Artikel 3. Vergunningen

  • 1.

    Het is verboden, op een markt zonder vaste standplaatsvergunning of dagplaatsvergunning van burgemeester en wethouders een standplaats voor het uitoefenen van markthandel in te nemen.

  • 2.

    Een vaste standplaatsvergunning geldt voor onbepaalde tijd en voor de op de vergunning vermelde standplaats, tenzij de vergunning anders bepaalt. Burgemeester en wethouders kunnen in bijzondere gevallen een andere standplaats aanwijzen.

  • 3.

    Een dagplaatsvergunning geldt voor één dag en voor de op de vergunning vermelde standplaats.

  • 4.

    Het is verboden, op een markt zonder standwerkvergunning van burgemeester en wethouders als standwerker op te treden op een markt. Onder standwerker wordt verstaan iemand die publiek om zich heen verzamelt en die door een aansprekende uiteenzetting probeert publiek over te halen artikelen te kopen.

  • 5.

    Het is verboden, zonder bedienvergunning van burgemeester en wethouders vergunninghouders en degenen die hen vervangen of bijstaan tegen betaling te voorzien van voedsel of dranken bestemd voor consumptie ter plaatse. Een bedienvergunning geldt voor onbepaalde tijd, tenzij de vergunning anders bepaalt.

  • 6.

    Aan een vergunning kunnen voorschriften en beperkingen worden verbonden.

  • 7.

    Vergunning kan enkel worden verleend aan een handelingsbekwame natuurlijke persoon die gerechtigd is in Nederland arbeid te verrichten.

Artikel 4. Mandaatverboden

De bevoegdheid tot het vaststellen en wijzigen van inrichtingsplannen kan niet worden gemandateerd. De bevoegdheid tot het intrekken van een vaste standplaatsvergunning of van een bedienvergunning kan niet aan de marktmeester of een andere toezichthouder worden gemandateerd.

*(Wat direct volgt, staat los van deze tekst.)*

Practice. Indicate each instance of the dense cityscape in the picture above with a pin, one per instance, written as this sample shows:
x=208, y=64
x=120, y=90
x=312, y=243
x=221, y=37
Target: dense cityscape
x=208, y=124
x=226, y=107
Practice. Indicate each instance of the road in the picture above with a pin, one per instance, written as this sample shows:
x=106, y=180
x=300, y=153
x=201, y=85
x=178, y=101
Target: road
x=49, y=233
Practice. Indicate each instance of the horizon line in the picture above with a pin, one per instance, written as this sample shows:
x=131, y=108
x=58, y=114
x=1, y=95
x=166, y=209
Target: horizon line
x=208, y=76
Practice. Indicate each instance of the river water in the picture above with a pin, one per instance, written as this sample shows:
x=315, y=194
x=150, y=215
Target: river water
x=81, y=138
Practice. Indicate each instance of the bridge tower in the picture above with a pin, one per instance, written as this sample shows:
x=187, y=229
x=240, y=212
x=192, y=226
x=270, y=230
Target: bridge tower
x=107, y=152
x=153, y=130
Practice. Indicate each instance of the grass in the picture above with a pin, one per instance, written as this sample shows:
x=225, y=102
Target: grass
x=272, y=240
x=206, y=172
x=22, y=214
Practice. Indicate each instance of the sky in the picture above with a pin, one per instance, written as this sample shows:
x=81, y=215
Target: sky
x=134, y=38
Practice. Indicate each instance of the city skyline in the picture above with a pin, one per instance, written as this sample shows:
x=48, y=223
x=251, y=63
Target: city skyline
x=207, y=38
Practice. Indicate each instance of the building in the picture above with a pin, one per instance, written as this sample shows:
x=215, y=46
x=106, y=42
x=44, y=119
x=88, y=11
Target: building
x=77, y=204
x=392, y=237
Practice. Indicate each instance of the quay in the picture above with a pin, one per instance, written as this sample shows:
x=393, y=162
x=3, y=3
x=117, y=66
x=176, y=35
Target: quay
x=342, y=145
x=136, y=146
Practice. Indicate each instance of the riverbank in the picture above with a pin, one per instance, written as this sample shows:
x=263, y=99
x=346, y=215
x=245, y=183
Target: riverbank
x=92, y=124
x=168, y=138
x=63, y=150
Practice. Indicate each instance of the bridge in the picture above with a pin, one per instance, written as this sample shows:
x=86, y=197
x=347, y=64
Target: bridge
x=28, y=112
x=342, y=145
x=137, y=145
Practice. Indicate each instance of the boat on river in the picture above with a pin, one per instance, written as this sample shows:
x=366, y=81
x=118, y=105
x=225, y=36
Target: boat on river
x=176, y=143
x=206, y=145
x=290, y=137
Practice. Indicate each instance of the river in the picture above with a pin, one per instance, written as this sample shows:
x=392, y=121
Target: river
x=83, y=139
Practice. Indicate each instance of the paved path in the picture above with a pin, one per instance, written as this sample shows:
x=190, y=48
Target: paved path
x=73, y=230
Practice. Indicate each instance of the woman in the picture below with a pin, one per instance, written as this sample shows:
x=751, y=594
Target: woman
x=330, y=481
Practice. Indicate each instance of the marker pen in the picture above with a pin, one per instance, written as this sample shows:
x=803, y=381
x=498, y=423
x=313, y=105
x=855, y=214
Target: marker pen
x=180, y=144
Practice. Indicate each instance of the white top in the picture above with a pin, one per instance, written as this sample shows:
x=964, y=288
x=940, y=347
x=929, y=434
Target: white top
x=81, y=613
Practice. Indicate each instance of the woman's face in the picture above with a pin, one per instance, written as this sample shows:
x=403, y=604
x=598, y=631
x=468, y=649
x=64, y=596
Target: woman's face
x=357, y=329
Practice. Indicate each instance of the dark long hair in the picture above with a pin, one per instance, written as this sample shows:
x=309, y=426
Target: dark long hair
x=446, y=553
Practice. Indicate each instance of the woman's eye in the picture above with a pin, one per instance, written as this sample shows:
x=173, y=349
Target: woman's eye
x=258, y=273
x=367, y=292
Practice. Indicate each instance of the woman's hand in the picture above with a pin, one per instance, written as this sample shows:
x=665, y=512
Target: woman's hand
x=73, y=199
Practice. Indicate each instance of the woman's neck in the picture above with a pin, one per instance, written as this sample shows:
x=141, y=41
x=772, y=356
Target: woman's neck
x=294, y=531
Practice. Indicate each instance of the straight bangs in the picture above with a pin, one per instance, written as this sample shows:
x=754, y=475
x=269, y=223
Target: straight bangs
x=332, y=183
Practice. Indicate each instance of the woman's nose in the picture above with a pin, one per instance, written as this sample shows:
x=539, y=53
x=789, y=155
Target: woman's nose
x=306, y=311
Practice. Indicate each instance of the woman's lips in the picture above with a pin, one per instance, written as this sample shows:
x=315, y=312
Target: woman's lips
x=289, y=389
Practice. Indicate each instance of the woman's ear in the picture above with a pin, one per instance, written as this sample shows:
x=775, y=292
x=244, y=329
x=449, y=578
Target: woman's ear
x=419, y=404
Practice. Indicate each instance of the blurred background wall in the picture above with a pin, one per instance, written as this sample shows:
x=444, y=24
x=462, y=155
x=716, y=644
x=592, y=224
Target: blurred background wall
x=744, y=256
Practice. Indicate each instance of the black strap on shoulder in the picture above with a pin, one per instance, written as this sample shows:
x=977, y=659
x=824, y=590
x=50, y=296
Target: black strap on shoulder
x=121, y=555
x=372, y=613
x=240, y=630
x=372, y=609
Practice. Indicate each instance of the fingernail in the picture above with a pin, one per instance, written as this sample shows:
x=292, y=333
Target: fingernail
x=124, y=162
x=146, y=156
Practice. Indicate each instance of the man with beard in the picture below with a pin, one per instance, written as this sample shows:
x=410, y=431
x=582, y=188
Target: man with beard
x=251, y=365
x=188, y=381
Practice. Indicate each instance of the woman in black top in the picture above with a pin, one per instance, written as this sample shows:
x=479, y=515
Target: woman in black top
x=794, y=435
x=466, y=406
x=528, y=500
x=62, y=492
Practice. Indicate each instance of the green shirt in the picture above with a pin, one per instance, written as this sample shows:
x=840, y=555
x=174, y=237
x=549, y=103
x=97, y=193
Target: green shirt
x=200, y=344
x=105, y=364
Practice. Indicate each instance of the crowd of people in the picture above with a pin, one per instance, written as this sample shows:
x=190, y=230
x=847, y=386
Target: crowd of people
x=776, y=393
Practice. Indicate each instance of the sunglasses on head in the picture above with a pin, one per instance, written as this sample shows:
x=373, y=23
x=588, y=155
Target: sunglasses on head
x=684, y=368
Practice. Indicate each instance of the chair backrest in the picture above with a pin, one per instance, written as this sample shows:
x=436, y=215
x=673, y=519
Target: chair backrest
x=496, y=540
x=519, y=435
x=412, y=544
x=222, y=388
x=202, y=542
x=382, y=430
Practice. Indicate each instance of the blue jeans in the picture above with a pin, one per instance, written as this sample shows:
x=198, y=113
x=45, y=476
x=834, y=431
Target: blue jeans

Hoofdstuk 2. Vaste standplaatsvergunningen

Artikel 5. Selectiestelsel

  • 1.

    Burgemeester en wethouders maken bekend dat voor de markt een of meer vaste standplaatsvergunningen kunnen worden verleend, voor welke branche of artikelgroep dit geldt en dat gegadigden voor een vergunning vóór de daarbij genoemde datum daarvoor een aanvraag kunnen indienen.

  • 2.

    De bekendmaking geschiedt door openbare kennisgeving op de gemeentelijke website

  • 3.

    Bij de beoordeling van de aanvragen kennen burgemeester en wethouders punten toe aan de hand van de volgende aspecten en tot het daarbij vermelde maximum aantal:

    • a.

      de plaats op de anciënniteitslijst op 31 december 2014 (80)

    • b.

      of het assortiment van de gegadigde een gewenste toevoeging aan het marktassortiment vormt (20);

    • c.

      de uitstraling van de uitstalling (20);

    • d.

      het marktverleden van de gegadigde en de indruk die hij maakt (20);

    • e.

      of bij de gegadigde sprake is van maatschappelijk verantwoord ondernemen (20).

    Gegadigden komen in aanmerking in de volgorde van het aantal toegekende punten.

  • 4.

    Burgemeester en wethouders leggen de aanvragen om advies voor aan een door hen te benoemen vaste commissie van 7 personen , waarin in elk geval de marktkooplieden van de verschillende markten in de verschillende kernen zijn vertegenwoordigd en van wie de verantwoordelijk bestuurder voorzitter is en waarvan de marktmeester als adviseur deel uitmaakt.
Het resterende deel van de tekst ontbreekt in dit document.